BY PRAISEMORE SITHOLE

Former Wenela workers have continued to engage South Africa over terminal benefits and called for a memorandum of understanding between the South African government and Zimbabwe.

The former Wenela workers were exposed to harmful substances, which resulted in some of them contracting silicosis of their liver or tuberculosis during the time they worked at South African gold mines.

Ex-Wenela Miners Association of Zimbabwe president Lungelwe Mkhwananzi yesterday told NewsDay that they would be meeting South African authorities over their unclaimed benefits.

“We were supposed to be meeting in the fourth week of January in South Africa with Rand Mutual Assurance over the R42 billion of unclaimed benefits. That is the money that covers everybody who was affected,” Mkhwananzi said.

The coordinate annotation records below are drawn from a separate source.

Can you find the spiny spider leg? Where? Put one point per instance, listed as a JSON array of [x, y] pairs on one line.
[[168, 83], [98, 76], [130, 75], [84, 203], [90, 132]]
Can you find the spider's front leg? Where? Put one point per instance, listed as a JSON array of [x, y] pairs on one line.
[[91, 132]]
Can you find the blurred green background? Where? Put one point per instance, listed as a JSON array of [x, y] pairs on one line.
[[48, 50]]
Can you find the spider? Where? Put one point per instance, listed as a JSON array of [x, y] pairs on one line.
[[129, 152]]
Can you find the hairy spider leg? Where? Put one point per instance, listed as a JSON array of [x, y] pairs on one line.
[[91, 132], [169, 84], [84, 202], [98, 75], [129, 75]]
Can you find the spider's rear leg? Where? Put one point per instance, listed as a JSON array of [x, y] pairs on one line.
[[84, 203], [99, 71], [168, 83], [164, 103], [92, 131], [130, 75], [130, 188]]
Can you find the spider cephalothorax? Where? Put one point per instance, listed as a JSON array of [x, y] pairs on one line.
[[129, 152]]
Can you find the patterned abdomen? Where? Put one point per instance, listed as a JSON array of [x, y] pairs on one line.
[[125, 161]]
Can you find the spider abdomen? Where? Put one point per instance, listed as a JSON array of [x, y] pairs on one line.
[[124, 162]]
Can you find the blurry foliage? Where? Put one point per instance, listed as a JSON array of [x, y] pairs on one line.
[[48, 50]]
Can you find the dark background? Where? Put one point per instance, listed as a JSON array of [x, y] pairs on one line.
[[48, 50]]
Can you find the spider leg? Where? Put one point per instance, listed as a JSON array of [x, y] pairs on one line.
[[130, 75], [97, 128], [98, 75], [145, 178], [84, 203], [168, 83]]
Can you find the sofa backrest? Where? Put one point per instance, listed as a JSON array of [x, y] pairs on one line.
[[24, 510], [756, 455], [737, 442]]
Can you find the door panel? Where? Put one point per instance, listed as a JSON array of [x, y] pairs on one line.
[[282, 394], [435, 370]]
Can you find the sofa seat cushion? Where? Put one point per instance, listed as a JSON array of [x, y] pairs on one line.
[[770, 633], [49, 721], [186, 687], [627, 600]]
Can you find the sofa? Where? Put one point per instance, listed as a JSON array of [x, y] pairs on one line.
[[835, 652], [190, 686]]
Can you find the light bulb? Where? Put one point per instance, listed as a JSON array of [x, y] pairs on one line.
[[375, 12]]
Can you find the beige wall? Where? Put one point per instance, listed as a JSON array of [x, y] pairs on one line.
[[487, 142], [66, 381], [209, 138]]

“The meeting to claim these benefits was scheduled for December last year, but there were problems at the border due to COVID-19 protocols. It seems this meeting will continue to be postponed. This meeting was supposed to unlock money owed to the ex-miners.”

He said ex-workers from Botswana, Mozambique and Namibia among other countries sent their representatives to South Africa to claim their benefits.

Recently, the Ex-Wenela workers hailed the government exercise undertaken to determine the degree of injuries they sustained while working at South African mines, pending compensation.

The first phase of the exercise was carried out by the National Social Security Authority and covered three provinces, Bulawayo, Harare and Masvingo.